Year = seq(2014, 2016)
Team = rep("New York Mets", 3)
W = c(79, 90, 87)
L = c(83, 72, 75)
mets = data.frame(Year, Team, W, L)
#if you are using RStudio, use the View() function to inspect the data frame
#View(mets)
mets
Year Team W L
1 2014 New York Mets 79 83
2 2015 New York Mets 90 72
3 2016 New York Mets 87 75
We can access the information in a data frame in many ways.

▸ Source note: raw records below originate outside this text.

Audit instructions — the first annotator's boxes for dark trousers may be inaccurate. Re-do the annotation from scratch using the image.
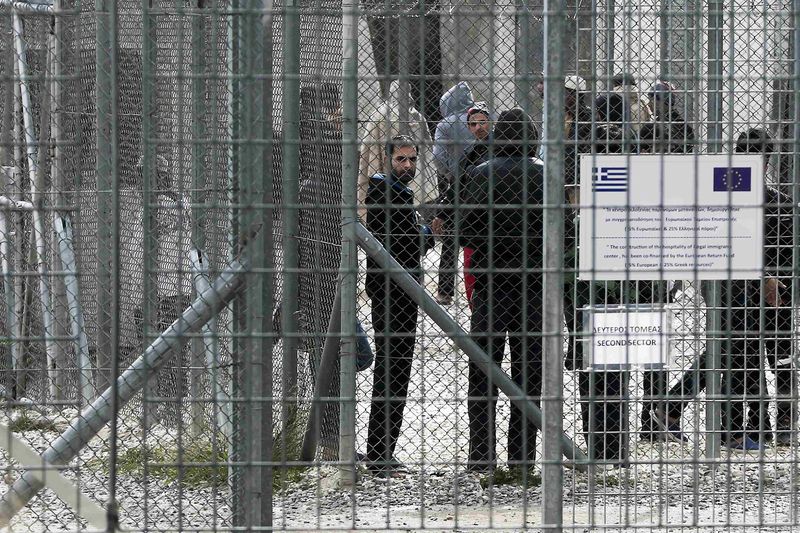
[578,370,628,460]
[667,308,797,440]
[721,308,797,438]
[639,370,668,432]
[468,274,542,467]
[367,282,417,463]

#use $ to access a data frame column
mets$Year
[1] 2014 2015 2016
#use logical expressions with vectors
mets$W[mets$W >= 81]
[1] 90 87
#data frame indexing: df[row, column]
mets[2, 3]
[1] 90
mets[ , c("W", "L")]
W L
1 79 83
2 90 72
3 87 75
mets[mets$Year==2016, c(3, 4)]
W L
3 87 75
mets[mets$W > mets$L, "Year"]
[1] 2015 2016
R has many built in functions. Some functions return one element.
max(mets$Year)
[1] 2016
sum(mets$W)
[1] 256
mean(mets$W)
[1] 85.33333
length(mets$Team)
[1] 3
Other functions return a vector the same length as the input.
paste(mets$Year, mets$Team, sep="---")
[1] "2014---New York Mets" "2015---New York Mets" "2016---New York Mets"
#apply a fuction to every element in a vector
sapply(mets$Year, function(x){ x-2000 })
[1] 14 15 16
#create a new column of the fly using $
mets$Games = mets$W + mets$L
#no spaces for column names, unless column name is inside ` `
mets$W.pct = round(mets$W/mets$Games, 3)
#vectorized if
mets$`Over 500` = ifelse(mets$W > mets$L, TRUE, FALSE)
We can add rows and columns to our data frames using the rbind
and cbind
functions.
next_year = c(2017, "New York Mets", 162, 0, 162, 1.000, TRUE)
rbind(mets, next_year)
Year Team W L Games W.pct Over 500
1 2014 New York Mets 79 83 162 0.488 FALSE
2 2015 New York Mets 90 72 162 0.556 TRUE
3 2016 New York Mets 87 75 162 0.537 TRUE
4 2017 New York Mets 162 0 162 1 TRUE
cbind(mets, League=rep("NL", 3))
Year Team W L Games W.pct Over 500 League
1 2014 New York Mets 79 83 162 0.488 FALSE NL
2 2015 New York Mets 90 72 162 0.556 TRUE NL
3 2016 New York Mets 87 75 162 0.537 TRUE NL
#our changes to the data frame were not saved
#make sure to store any changes in a variable
mets_2 = cbind(mets, Manager=rep("Terry Collins", 3))
mets_2
Year Team W L Games W.pct Over 500 Manager
1 2014 New York Mets 79 83 162 0.488 FALSE Terry Collins
2 2015 New York Mets 90 72 162 0.556 TRUE Terry Collins
3 2016 New York Mets 87 75 162 0.537 TRUE Terry Collins
There are many ways to import datasets into R. read.csv
or readLines
can be used when we have a file we would like to work with. Many times R packages come with ready to use datasets.
#the cars dataset that is included with the basic R installation
data(mtcars)
#what are we wroking with?
colnames(mtcars)
[1] "mpg" "cyl" "disp" "hp" "drat" "wt" "qsec" "vs" "am" "gear"
[11] "carb"
nrow(mtcars)
[1] 32
#sneak a peek
head(mtcars) # or tail(mtcars)
mpg cyl disp hp drat wt qsec vs am gear carb
Mazda RX4 21.0 6 160 110 3.90 2.620 16.46 0 1 4 4
Mazda RX4 Wag 21.0 6 160 110 3.90 2.875 17.02 0 1 4 4
Datsun 710 22.8 4 108 93 3.85 2.320 18.61 1 1 4 1
Hornet 4 Drive 21.4 6 258 110 3.08 3.215 19.44 1 0 3 1
Hornet Sportabout 18.7 8 360 175 3.15 3.440 17.02 0 0 3 2
Valiant 18.1 6 225 105 2.76 3.460 20.22 1 0 3 1
#get a quick summary
summary(mtcars[ , c(1:4)])
mpg cyl disp hp
Min. :10.40 Min. :4.000 Min. : 71.1 Min. : 52.0
1st Qu.:15.43 1st Qu.:4.000 1st Qu.:120.8 1st Qu.: 96.5
Median :19.20 Median :6.000 Median :196.3 Median :123.0
Mean :20.09 Mean :6.188 Mean :230.7 Mean :146.7
3rd Qu.:22.80 3rd Qu.:8.000 3rd Qu.:326.0 3rd Qu.:180.0
Max. :33.90 Max. :8.000 Max. :472.0 Max. :335.0
Ok! Now we’re ready to move on to the fun stuff!